Diversi chilometri a nord, nella zona più prossima alla grande montagna che troneggiava sul bosco, Peter avanzava a passo rapido accanto a un accigliato Somber, tra le fronde degli alberi e cespugli che costeggiavano lo stretto e secco sentiero terroso sul quale si trovavano.

I cinguettii delle varie specie di volatili esotici in alto, mescolati al canto pigro di qualche cicala appollaiata sui tronchi, facevano loro da cornice e riempivano l'aria con una vivida melodia.
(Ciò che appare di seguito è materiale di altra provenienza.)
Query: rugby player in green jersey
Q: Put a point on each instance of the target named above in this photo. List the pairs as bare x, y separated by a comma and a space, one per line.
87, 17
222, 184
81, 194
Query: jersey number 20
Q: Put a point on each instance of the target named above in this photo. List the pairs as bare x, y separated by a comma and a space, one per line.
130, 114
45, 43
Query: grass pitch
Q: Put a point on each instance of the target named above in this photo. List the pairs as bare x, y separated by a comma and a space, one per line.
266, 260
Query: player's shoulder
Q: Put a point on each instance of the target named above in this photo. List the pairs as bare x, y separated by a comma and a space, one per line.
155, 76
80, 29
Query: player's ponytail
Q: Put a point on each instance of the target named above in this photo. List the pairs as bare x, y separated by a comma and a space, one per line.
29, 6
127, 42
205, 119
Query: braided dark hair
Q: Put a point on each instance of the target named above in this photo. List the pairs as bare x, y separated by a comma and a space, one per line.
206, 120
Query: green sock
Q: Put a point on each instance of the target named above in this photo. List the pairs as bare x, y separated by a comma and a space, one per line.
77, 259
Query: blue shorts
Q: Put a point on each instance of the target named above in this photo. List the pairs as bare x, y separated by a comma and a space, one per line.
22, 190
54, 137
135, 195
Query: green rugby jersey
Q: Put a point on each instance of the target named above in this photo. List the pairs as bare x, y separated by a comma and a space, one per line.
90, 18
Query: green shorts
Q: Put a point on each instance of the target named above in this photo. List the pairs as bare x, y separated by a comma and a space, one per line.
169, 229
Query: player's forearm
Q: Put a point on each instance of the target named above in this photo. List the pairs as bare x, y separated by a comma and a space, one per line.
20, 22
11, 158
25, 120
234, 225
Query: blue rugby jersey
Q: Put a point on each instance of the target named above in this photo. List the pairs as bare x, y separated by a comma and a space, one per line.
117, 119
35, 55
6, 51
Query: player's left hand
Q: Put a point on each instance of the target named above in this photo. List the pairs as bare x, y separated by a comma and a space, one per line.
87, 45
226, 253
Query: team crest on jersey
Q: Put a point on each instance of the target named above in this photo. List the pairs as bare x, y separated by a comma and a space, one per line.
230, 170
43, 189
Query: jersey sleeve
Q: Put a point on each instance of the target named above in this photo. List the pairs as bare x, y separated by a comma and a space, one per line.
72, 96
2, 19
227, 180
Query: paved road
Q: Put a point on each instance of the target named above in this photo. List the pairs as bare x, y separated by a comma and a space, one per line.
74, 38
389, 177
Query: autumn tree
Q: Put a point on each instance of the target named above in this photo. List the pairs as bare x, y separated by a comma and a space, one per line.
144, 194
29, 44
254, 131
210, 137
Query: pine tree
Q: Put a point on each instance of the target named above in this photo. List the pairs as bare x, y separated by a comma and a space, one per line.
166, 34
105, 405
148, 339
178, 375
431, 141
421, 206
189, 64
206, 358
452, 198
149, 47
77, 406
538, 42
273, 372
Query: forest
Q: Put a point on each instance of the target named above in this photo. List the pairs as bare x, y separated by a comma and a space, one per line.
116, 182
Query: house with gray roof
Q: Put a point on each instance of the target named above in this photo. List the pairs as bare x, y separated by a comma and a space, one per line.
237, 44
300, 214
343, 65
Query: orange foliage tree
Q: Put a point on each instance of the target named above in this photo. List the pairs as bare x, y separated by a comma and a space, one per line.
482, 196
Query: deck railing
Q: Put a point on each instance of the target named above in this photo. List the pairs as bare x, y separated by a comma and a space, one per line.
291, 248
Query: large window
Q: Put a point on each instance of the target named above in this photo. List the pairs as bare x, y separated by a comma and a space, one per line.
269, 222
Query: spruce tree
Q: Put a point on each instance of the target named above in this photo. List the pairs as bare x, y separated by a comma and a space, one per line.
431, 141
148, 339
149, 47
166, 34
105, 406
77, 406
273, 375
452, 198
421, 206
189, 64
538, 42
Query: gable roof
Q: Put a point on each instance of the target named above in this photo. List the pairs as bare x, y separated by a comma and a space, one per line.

Era piuttosto piacevole da ascoltare, così come passeggiare immersi nella natura. Nonostante a Somber di solito piacesse più restare in solitudine, specialmente in luoghi isolati e dall'elevata altitudine.

Peter, al contrario, era sempre in grado di adattarsi a ogni situazione, mettersi a proprio agio senza mai lasciar trasparire alcun suo punto debole, se non nei momenti in cui bisognava fermarsi e parlare di logistica. La sua forza erano l'impulsività e l'intraprendenza.

L'opposto del compagno, che rendeva la riflessività e l'ingegno il suo cavallo di battaglia.

Ciononostante, a discapito delle grandi differenze caratteriali, tra i due era sempre intercorso un tacito rispetto, una sorta di riconoscimento del valore dell'altro. Anche quando Somber era sparito, unendosi ai ribelli per sue esigenze personali, Peter non l'aveva mai giudicato, fidandosi della sua capacità di giudizio. Dei suoi valori.